Gelombang shear akan menghasilkan sinyal mirip gema “postcursor” ketika menghantam struktur-struktur ini (Kim menjelaskan prosesnya secara visual di situs pribadi). Gema-gema ini menandakan keberadaan struktur aneh padat, yang kemudian diberi nama Ultra Low Velocity Zones (ULVZ), di perbatasan inti-mantel Bumi.
ULVZ memiliki diameter sekitar seratus kilometer, dan materialnya cukup padat sehingga dapat memperlambat gelombang yang melewatinya.
Dengan menjalankan ribuan seismogram melalui Sequencer, tim peneliti menemukan sinyal postcursor terkuat di dataset mereka berasal dari bawah permukaan Hawaii dan Kepulauan Marquesas. Ini membuktikan ada dua “mega-ULVZ”, zona yang membentang sekitar 1.000 kilometer, jauh di dalam Bumi.
Walaupun struktur di Hawaii telah dipetakan sebagian dalam penelitian terdahulu, tim Kim mengukur dimensinya ternyata jauh lebih besar dari perkiraan sebelumnya. Sementara itu, menurut studi Kim, mega-ULVZ yang ditemukan di dasar Kepulauan Marquesas mewakili “anomali kecepatan gelombang yang sebelumnya tidak diketahui”.
Mega-ULVZ tak hanya menarik karena ukurannya, tetapi juga material eksotiknya yang sudah ada sejak Bumi belum memiliki Bulan. Struktur aneh ini bisa saja berupa material yang meleleh sebagian sebelum Bulan terbentuk, yang diduga ilmuwan sebagai tabrakan raksasa antara Bumi awal dan objek seukuran Mars yang terjadi lebih dari empat miliar tahun silam.
“Hal ini mungkin menandakan mega-ULVZ adalah struktur istimewa dan menampung tanda-tanda geokimia primitif yang relatif tidak tercampur sejak sejarah Bumi awal,” ujar Kim.
Penelitian Kim menunjukkan penggunaan algoritma seperti Sequencer, yang menggunakan jenis proses istimewa disebut unsupervised learning, dalam mengolah dataset kompleks seperti yang ditemukan dalam bidang astronomi, seismologi dan ilmiah lainnya. Berbeda dengan algoritma learning diawasi yang dilatih untuk mengurutkan informasi berdasarkan label dikenal, algoritma tidak diawasi sengaja dikembangkan untuk menggali wawasan dalam dataset tidak dilabeli.
“Bagaimana jika kita tidak tahu ingin mencari apa dalam dataset?” tutur Kim. “Kami sering memikirkan pertanyaan ini karena bagian bawah mantel masih penuh misteri.

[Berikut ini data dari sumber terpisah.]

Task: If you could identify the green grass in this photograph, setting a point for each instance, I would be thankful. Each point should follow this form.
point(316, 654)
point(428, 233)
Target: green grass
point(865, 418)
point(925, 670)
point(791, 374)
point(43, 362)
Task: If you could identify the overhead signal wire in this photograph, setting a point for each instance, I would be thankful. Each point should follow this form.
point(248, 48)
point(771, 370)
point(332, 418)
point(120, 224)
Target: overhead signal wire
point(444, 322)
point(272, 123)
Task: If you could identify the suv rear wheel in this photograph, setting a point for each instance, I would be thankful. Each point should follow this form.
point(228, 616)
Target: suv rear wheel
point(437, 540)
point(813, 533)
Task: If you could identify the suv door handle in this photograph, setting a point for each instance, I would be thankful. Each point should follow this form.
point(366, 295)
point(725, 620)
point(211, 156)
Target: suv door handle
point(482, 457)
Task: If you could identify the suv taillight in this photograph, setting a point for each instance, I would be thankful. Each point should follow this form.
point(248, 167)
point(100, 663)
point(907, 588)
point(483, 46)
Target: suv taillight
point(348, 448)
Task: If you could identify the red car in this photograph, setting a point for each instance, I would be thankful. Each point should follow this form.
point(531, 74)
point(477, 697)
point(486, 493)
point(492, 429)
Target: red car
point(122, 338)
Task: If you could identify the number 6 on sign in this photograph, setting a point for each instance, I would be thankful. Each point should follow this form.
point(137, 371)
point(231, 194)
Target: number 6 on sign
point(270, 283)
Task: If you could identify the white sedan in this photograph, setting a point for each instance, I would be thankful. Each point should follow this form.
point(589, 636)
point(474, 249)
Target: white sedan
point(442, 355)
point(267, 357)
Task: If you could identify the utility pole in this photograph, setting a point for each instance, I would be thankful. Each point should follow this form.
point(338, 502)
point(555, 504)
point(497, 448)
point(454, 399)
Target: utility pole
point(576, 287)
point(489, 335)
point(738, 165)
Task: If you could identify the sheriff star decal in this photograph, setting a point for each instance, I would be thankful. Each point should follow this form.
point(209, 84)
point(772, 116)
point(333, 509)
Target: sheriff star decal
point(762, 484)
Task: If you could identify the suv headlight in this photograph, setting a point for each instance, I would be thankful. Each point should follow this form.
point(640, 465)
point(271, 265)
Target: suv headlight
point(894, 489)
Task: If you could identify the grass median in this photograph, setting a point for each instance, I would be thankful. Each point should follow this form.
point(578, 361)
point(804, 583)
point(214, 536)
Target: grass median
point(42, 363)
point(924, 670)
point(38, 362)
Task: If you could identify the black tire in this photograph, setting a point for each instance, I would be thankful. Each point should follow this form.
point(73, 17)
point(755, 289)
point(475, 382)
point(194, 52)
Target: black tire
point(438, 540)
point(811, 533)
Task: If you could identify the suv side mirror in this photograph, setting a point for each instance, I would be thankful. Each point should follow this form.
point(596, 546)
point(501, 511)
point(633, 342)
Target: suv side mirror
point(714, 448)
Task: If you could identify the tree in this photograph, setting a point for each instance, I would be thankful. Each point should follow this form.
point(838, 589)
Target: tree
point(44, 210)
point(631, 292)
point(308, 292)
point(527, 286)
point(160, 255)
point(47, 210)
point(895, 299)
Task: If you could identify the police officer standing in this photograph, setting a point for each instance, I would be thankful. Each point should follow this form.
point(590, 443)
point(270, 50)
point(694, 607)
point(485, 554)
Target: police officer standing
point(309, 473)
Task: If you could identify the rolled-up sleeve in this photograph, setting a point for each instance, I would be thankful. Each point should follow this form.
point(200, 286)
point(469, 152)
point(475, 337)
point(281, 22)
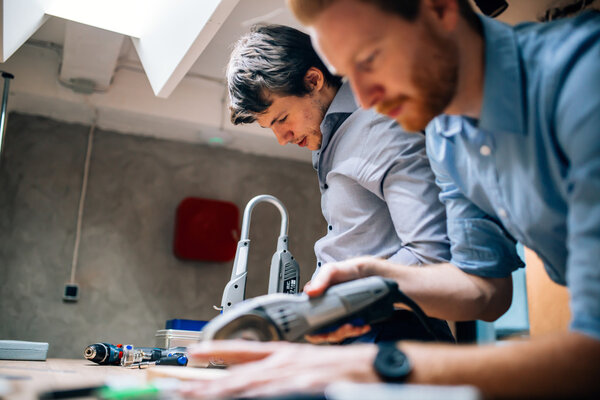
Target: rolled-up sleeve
point(411, 195)
point(479, 244)
point(395, 168)
point(578, 124)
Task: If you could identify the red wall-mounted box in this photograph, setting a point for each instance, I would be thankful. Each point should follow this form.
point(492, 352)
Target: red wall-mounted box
point(206, 230)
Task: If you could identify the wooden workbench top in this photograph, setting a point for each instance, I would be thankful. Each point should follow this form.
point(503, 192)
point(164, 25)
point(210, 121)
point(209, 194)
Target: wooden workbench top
point(29, 378)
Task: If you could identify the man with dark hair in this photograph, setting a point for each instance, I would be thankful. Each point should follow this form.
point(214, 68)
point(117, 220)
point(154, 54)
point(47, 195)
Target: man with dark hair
point(517, 158)
point(378, 193)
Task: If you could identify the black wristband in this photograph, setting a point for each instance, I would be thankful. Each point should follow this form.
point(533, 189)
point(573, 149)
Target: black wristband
point(391, 364)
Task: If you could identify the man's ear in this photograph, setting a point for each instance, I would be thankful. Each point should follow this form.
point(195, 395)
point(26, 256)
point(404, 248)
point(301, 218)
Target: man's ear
point(314, 79)
point(446, 12)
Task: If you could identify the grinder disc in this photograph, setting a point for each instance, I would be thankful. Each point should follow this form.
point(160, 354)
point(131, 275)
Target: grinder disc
point(253, 326)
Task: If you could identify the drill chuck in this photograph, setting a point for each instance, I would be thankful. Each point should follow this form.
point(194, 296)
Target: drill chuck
point(104, 353)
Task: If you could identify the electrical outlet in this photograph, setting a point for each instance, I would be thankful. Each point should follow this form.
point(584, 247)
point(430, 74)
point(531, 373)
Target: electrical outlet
point(71, 293)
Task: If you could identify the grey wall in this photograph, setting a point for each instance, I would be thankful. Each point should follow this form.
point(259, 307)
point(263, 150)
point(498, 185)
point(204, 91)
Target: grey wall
point(130, 282)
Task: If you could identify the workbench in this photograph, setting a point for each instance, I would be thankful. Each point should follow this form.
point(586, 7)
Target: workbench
point(29, 378)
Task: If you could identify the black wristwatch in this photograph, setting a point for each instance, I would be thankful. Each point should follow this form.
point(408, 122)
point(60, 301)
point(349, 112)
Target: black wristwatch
point(391, 364)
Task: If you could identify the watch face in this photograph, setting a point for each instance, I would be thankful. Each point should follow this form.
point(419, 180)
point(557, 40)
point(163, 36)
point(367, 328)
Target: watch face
point(391, 364)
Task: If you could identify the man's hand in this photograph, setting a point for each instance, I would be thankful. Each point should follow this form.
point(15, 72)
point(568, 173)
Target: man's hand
point(343, 332)
point(279, 368)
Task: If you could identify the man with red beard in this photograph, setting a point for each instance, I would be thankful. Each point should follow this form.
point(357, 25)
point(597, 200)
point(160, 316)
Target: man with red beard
point(517, 158)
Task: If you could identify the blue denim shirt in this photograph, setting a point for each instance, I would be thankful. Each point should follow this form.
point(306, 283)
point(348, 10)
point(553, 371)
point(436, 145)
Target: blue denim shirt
point(378, 193)
point(529, 168)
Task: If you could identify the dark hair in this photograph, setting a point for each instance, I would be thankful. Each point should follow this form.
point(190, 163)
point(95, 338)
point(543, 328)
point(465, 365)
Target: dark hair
point(271, 59)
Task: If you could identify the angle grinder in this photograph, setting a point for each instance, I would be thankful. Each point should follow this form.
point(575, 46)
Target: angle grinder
point(289, 317)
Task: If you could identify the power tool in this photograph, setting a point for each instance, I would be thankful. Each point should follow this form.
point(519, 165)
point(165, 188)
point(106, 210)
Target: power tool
point(111, 354)
point(284, 275)
point(289, 317)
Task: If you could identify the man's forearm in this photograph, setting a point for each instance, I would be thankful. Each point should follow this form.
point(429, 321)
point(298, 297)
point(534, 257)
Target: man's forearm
point(444, 291)
point(563, 365)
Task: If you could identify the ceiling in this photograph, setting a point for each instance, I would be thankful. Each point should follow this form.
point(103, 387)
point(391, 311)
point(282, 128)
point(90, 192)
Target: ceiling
point(196, 110)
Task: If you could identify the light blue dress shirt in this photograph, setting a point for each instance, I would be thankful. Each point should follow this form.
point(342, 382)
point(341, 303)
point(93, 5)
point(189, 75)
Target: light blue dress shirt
point(378, 193)
point(529, 168)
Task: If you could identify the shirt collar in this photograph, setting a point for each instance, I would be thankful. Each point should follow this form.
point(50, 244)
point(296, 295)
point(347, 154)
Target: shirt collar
point(341, 107)
point(503, 104)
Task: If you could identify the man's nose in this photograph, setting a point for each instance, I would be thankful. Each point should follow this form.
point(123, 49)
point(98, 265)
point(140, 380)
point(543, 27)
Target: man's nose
point(368, 93)
point(284, 136)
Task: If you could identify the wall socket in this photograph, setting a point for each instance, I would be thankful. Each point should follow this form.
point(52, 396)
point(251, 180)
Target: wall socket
point(71, 293)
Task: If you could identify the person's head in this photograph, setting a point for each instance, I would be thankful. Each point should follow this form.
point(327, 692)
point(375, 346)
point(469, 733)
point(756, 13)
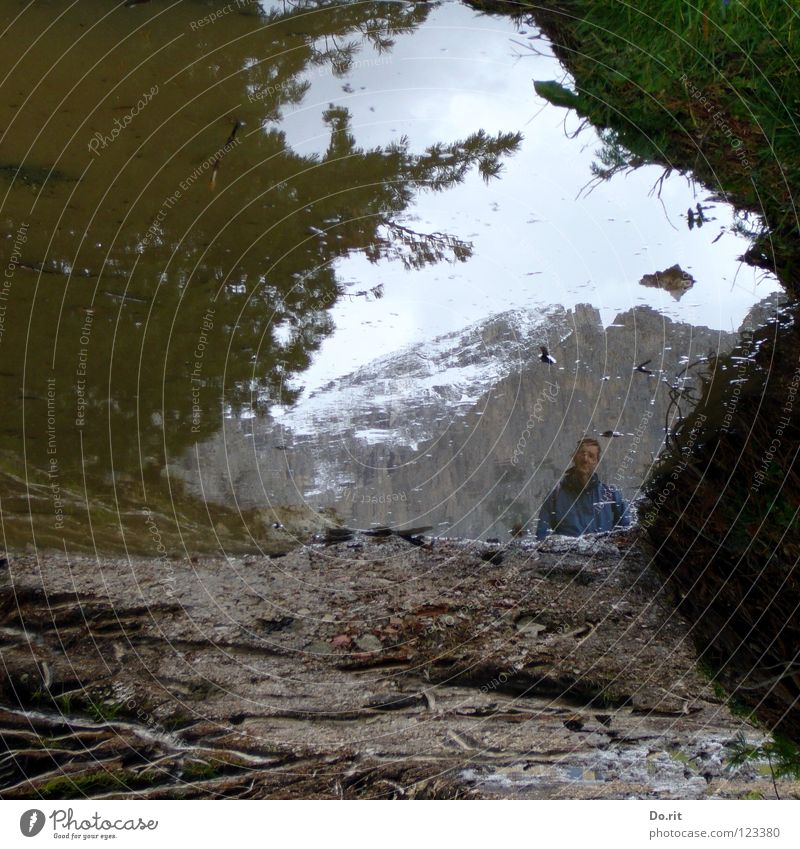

Ini tidak mengherankan mengingat bagian bawah mantel memang tidak bisa diakses manusia.”
“Dengan sequencer, kita bisa menemukan informasi tambahan yang tersembunyi di dalam dataset,” lanjutnya. “Dan kami menemukan pengaturan optimal dalam dataset itu sendiri. Sequencer hanya menata ulang dataset, dan tidak mengubahnya sama sekali.”
Mereka berharap bisa mengembangkan cara pengamatan Bumi dengan memeriksa gelombang frekuensi lebih tinggi yang mungkin menghasilkan struktur misterius pada perbatasan inti-mantel secara lebih detail lagi. Para peneliti juga berharap datasetnya bisa diperluas hingga ke seismogram dari bawah Samudra Atlantik.
“Kami harap Sequencer dapat memudahkan kami untuk mengamati struktur bagian bawah mantel secara sistematis dengan menggunakan kumpulan dataset yang sangat beragam,” simpul Kim. “Itulah visi kami ke depannya. Kami ingin memecahkan lebih banyak teka-teki terkait bagian bawah mantel Bumi.”